Passaram-se os anos e num determinado dia, nossa incansável e trabalhadora foquinha sentiu uma pequena fisgada em sua patinha direita , deixando cair a bolinha. Seu domador vendo aquilo franziu o cenho e procurou disfarçar o pequeno fracasso para o distinto público.
Seguiram-se mais dores, mais fracassos e diversas interrupções das apresentações. Em demorados exames, a direção do parque para não perder público, concluiu que nossa outrora e disposta foquinha estava acometida de grave LER e que, portanto, deveria ser substituída em breve. Lucros cessantes!!! Lucros cessantes!!! Isso Jamais poderemos sofrer, diziam.
Não! Não é Possível, repetia a desolada foquinha. Dei minha vida por este parque, não é Possível que, assim tão abruptamente, eles me descartem e me esqueçam. Não...! Não...!!! Desesperada gritava.
Enquanto isso lá fora, aqueles a quem nossa foquinha passara a vida criticando, também chegaram à velhice. No entanto, não estavam sofrendo tanto quanto sua amestrada companheira. Haviam criado ao longo de suas vidas vários grupos de discussão, várias comunidades dos mais diversos hobbies. Suas mentes estavam sempre abertas para as mais diversas discussões e atividades. Conheciam grande parte do oceano em que viviam, bem como de sua rigorosa cadeia alimentar, pois viajaram sempre nas mais diversas correntes marítimas. Em resumo, não ter levado a vida tão à sério e tão limitada, havia lhes proporcionado uma velhice mais amena, não sofriam de LER em suas patinhas e, com suas mentes abertas para o grande universo oceânico, haviam adquirido algum senso de interação e da posição que sua espécie ocupava nele. Não era desimportante mas estava muito longe de ocupar a posição central.

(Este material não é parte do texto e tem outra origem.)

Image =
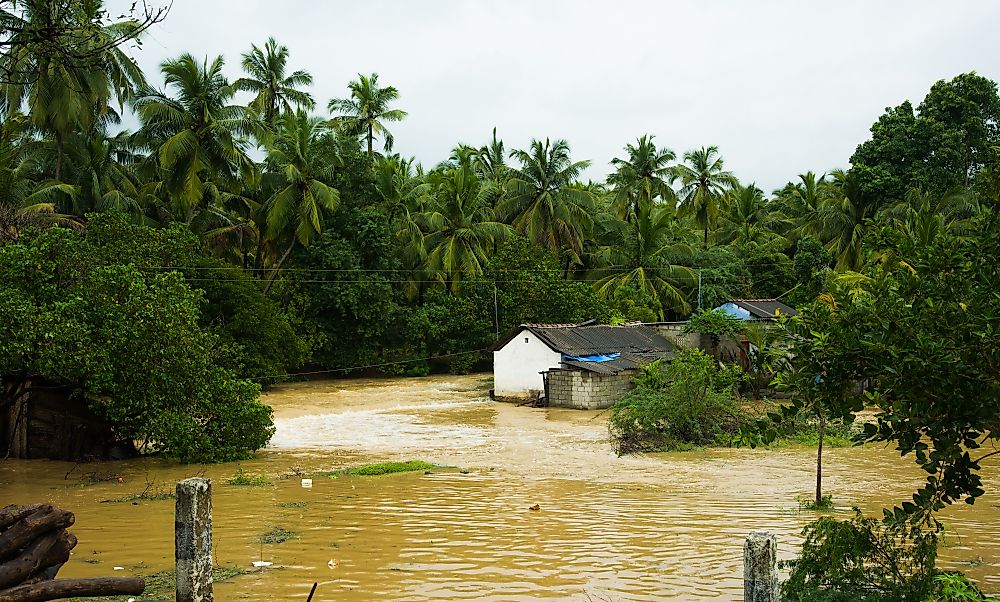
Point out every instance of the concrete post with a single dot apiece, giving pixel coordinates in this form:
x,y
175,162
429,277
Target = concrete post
x,y
193,540
760,567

Enquanto isto nossa foquinha, que por um gesto de bondade de determinada comunidade ecológica, fora devolvida ao verdadeiro oceano, sentia-se, paradoxalmente, como um peixe fora d ‘agua. Triste ironia.
A imensidão do oceano a deixava atordoada, quase gerando uma síndrome do pânico. Nadar longas distâncias era um martírio para patinhas atrofiadas e acometidas de violenta artrose, participar dos grupos afeitos a discussão de temas modernos e atuais, era para ela quase como um portador de Alzheimer entrar num jogo de memória.
Então, as outrora desdenhadas companheiras, num grandioso gesto de ”Focanidade” acolheram a velha foquinha em seus grupos e passaram a desenvolver com ela um longo e trabalhoso processo de readaptação, para que, enfim, todos e, ao final, tivessem uma morte digna e menos melancólica.
Com toda dignidade, suas antes criticadas amigas nunca lhes falaram dos seus tempos de presunção e arrogância e, assim, uma a uma, as contemporâneas foquinhas foram morrendo, e, junto com elas, ali, com suas patinhas e mente ainda um tanto quanto atrofiadas, aquela que um dia fora nossa arrogante, presunçosa, infatigável e trabalhadora foquinha.